Overview
The creation of new variables through transforming Numerical Variables into Categorical Varsities, was discussed in the previous blog. Binning is reversed, and Encoding can be described as creating new variables by transforming categorical variables into numerical variables. This is because machine learning algorithms can’t read categorical data, so they must be numerical. One simple example is gender. An algorithm such as Linear Regression (or SVM) won’t understand the terms “Male” and “Female.” To make this variable useful for a learning algorithm, each term (categories) is converted into a binary attribute (0 and 1) so that 0 represents males and 1 represents females. The algorithm can then take these values into account.

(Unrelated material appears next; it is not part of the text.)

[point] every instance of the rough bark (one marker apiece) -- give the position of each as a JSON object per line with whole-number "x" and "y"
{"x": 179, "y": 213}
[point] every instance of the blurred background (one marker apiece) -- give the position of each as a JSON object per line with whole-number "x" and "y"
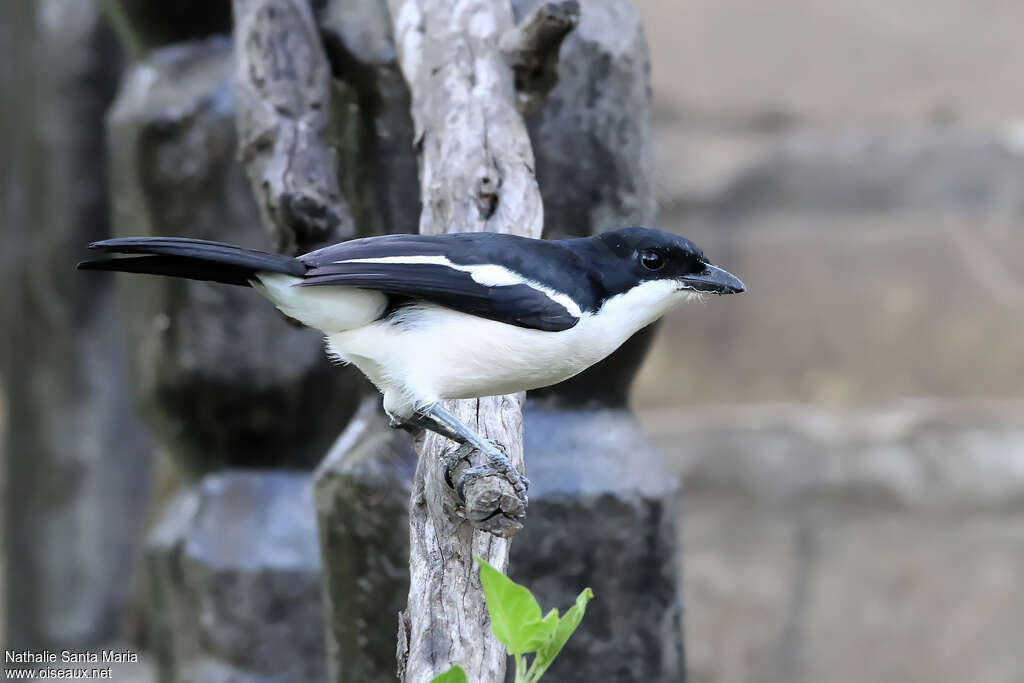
{"x": 850, "y": 432}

Encoding refers to the conversion of numerical features into categorical features.
Types of Encoding Methods
There are two main methods for encoding: Binary Encoding and Target Based Encoding.
Binary Coding
Binary Encoding uses binary values to indicate whether a particular category is present. A separate variable with values 0 or 1 is created for each category in a feature. The presence of a particular category is indicated by 1 and absence by 0. This can lead to an increase in data dimensions, especially when a variable contains a large number of categories. The curse of dimensionality occurs here. This means that a model cannot predict and perform well if the data has very large dimensions. If the dimensions are too small, it can lead to under-fitting. The model may need additional information (i.e., if the dimensions are too low, it can cause under-fitting, and the model may need additional information(i.e., This can lead to various problems in the modeling process, such as an increase in data dimensions due to encoding.
Target Based Encoding
Target Based Encoding is another method. This is different from Binary Encoding. Instead of creating separate variables for each feature, a single numerical feature is created for each categorical variable. Each category’s probability of being the target label is given. For example, let’s say we have two variables: Gender and Employment. Gender is the independent variable and has two categories – Male and Female – and the Y Variable. The dependent variable is Employment. It has two target labels – 0 for the unemployed and 1 for the employed. In the new Numerical variable for the feature Gender, instead of the category “Male,” the corresponding probability of reaching the target will be shown. The same process will be used for the other category. If Y is numerical, the average of the target variables is used. Binary encoding is more powerful than target-based encoding. It is dependent on the distribution of the target labels. Target-based Encoding is less common than Binary Encoding.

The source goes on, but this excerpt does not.